Вообще, все эти милые дамские банальности о родстве душ или, как там, о духовной близости? не имели ничего общего с той сладкой тревогой, которая бурно плескалась в мое сердце, когда ее мальчиковая фигурка возникала в толпе пассажиров самолета, или когда с балкона очередного гостиничного номера я уже с утра высматривал ее мотоцикл...И он появлялся!...Тот плавный занос бедра, когда она соскакивала с него, похожий на занос смычка над альтом...
Эта сладостная тревога не имела ничего общего с тревогой телесной, что охватывала меня всякий раз, когда я покидал ее. То другое, и я не намерен сейчас даже перед самим собой обозначать то никакими словами.
В ней всегда поражала чистота реакции, беспримесное разделение мира на добро и зло, как будто она была первым человеком, еще не тронутым трагической и омерзительной историей человеческой нравственности.
Иногда она становилась косноязычной настолько, что казалась мне иностранкой, выучившей наспех мой язык, чтобы говорить со мной. Тем паче, что много раз я наблюдал, как она принималась говорить на разных иностранных наречиях: с медленным разгоном, сперва нащупывая кончиком языка звуки, катая по нёбу незнакомые сочленения слогов...отдельные слова...потом склеивая их во фразы...а минут через десять уже болтая с кем-нибудь на совсем новом для нее языке. И хотя я ко всему с ней привык, и ничто, вроде, не могло меня повергнуть в шок...я все же выпал в осадок в Париже, в галерее Оранжери, где покинул ее на пять минут, а, вернувшись из туалета, застал, чинно беседующей с пожилой японской парой...на японском! Те не знали ни английского, ни французского. Какого черта, спрашивается, тогда путешествовать?
Я взял ее под руку и оттащил в сторону.
Ты что, прямо так говорила с ними по-японски?! спросил я. И она ответила: Да нет, конечно... я же не знаю его. А, знаю одно слово: "Кама-сутра"!
Несколько раз она поразила меня точно сформулированными понятиями. И всегда обескураживала своей памятью: я говорю не о той убийственной ее, компьютерной базе данных, хранящей бесчисленное количество цифр, предметов, имен и лиц... эту память она держала при себе, никогда не пугая меня ею, я говорю о другой, человеческой, пристальной памяти, когда вдруг она говорила:
Давай сегодня пойдем в ту харчевню, напротив вокзала, помнишь, в апреле девяносто пятого мы там болтали со старичком пианистом, он уже умер, конечно...Помнишь, как быстро и неровно играл он такой воробьиный пугливый фокстротик, у него на правом мизинце не хватало фаланги?

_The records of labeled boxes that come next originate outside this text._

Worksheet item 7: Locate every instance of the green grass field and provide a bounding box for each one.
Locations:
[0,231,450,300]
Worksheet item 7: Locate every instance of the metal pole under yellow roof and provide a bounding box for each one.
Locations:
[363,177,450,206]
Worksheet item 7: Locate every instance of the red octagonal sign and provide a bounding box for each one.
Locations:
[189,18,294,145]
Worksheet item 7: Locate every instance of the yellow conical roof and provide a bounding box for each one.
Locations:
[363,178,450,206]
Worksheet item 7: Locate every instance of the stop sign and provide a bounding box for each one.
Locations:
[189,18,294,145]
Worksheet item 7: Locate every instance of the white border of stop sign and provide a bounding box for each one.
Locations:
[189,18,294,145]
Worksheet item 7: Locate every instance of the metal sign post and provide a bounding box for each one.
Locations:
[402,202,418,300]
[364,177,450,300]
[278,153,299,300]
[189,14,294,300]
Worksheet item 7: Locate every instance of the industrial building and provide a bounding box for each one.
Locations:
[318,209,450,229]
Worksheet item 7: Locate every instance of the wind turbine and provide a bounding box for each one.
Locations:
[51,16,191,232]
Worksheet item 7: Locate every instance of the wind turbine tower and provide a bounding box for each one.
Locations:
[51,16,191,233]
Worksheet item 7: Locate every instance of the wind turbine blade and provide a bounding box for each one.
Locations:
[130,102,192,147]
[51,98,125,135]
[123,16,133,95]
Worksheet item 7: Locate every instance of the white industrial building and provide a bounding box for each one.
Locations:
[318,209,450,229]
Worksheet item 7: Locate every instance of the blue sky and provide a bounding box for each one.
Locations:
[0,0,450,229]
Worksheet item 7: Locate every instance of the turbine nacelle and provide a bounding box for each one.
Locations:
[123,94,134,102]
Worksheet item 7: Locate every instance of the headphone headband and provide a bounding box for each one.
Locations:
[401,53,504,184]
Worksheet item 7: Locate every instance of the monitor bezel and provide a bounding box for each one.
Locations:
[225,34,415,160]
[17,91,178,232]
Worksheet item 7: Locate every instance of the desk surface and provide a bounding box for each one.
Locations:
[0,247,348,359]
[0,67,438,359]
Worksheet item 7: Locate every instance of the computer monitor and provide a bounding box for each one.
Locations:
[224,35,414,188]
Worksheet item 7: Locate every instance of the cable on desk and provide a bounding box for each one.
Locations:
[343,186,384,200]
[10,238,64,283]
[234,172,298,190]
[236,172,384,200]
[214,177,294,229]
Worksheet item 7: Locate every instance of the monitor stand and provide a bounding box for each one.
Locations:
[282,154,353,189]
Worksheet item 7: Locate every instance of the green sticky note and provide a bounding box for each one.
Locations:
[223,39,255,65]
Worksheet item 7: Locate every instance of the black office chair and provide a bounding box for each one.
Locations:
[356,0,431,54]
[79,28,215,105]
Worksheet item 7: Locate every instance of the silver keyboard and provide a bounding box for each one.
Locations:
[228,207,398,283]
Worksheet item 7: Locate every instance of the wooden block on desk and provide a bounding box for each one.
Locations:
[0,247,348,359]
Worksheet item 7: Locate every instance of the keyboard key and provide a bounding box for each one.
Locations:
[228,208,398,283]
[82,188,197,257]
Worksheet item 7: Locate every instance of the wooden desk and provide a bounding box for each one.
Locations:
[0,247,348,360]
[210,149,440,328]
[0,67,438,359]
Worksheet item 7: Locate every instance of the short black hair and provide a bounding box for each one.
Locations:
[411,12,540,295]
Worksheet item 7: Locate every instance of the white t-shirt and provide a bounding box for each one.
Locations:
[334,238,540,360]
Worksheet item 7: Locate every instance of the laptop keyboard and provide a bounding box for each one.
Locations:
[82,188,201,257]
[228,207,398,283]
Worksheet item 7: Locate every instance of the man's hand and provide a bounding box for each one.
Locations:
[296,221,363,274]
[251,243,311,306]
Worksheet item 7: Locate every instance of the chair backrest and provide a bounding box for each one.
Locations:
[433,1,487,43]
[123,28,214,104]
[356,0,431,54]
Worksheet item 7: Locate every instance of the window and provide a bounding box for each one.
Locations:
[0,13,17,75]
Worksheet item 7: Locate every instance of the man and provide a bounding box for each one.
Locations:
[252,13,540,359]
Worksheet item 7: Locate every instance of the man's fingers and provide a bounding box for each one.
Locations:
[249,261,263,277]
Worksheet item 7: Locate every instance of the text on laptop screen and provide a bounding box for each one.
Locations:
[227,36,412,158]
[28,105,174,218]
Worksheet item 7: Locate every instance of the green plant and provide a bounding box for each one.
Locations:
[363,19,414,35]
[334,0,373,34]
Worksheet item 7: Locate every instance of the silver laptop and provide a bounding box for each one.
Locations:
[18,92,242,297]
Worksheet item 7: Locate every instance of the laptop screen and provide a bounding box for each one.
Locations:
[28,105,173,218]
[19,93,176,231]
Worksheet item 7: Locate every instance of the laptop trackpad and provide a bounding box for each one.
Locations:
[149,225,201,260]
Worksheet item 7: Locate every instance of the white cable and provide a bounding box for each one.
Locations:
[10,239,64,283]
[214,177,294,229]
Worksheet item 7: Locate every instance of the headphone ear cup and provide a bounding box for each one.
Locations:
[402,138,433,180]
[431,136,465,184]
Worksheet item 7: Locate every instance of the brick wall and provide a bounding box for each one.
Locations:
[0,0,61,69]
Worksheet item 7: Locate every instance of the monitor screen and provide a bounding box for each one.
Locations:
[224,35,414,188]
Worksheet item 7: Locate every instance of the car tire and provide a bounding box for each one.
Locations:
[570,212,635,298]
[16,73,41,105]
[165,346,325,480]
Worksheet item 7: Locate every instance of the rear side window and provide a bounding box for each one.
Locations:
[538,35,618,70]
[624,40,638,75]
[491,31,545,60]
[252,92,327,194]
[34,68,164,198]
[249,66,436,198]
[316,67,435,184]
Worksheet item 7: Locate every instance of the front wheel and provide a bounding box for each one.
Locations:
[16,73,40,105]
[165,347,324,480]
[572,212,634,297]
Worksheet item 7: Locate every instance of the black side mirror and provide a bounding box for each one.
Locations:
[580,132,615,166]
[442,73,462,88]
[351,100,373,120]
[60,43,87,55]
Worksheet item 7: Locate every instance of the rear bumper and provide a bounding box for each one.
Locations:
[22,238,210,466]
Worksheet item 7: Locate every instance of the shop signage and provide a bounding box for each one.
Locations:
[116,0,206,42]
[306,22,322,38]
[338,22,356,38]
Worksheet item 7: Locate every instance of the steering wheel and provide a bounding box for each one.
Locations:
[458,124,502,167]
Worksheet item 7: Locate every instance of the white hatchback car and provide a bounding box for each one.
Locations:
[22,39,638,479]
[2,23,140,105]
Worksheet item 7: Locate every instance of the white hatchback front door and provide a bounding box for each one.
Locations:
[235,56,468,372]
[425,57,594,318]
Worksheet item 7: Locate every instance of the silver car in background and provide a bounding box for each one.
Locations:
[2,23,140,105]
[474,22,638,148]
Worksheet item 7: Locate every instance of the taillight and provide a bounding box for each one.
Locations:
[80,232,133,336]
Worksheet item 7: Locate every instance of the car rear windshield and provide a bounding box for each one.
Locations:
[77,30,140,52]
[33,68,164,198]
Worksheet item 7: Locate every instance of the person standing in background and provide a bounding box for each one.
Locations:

Однажды в Иерусалиме, за столиком кафе, глядя на многодетную семейку религиозных евреев, она вдруг проговорила с беззащитной детской откровенностью:
А, знаешь, я ведь отлично помню маму...
И когда увидела на моем лице недоумение, торопливо сказала:
Нет, не Машуту, а мою маму! ...Она где-то работала так, что иногда уходила на ночные дежурства. А я, такая маленькая, оставалась одна. И чтобы я не боялась, она говорила: Я недалеко, недолго, тут вот, в зеркало уйду, посижу там и вернусь.
У нас, понимаешь, круглое зеркало в коридоре висело, как раз напротив входной двери. Мама разворачивала меня лицом к нему, и я видела, как она в него уходит, и закрывает дверь. Поэтому, когда ее не было дома, я точно знала, что она в зеркале. Иногда часами стояла перед ним, звала: Мамочка, ну хватит, выходи уже!
И много раз так и было: в конце концов, там, внутри зеркала, отпиралась дверь, в которой мама появлялась...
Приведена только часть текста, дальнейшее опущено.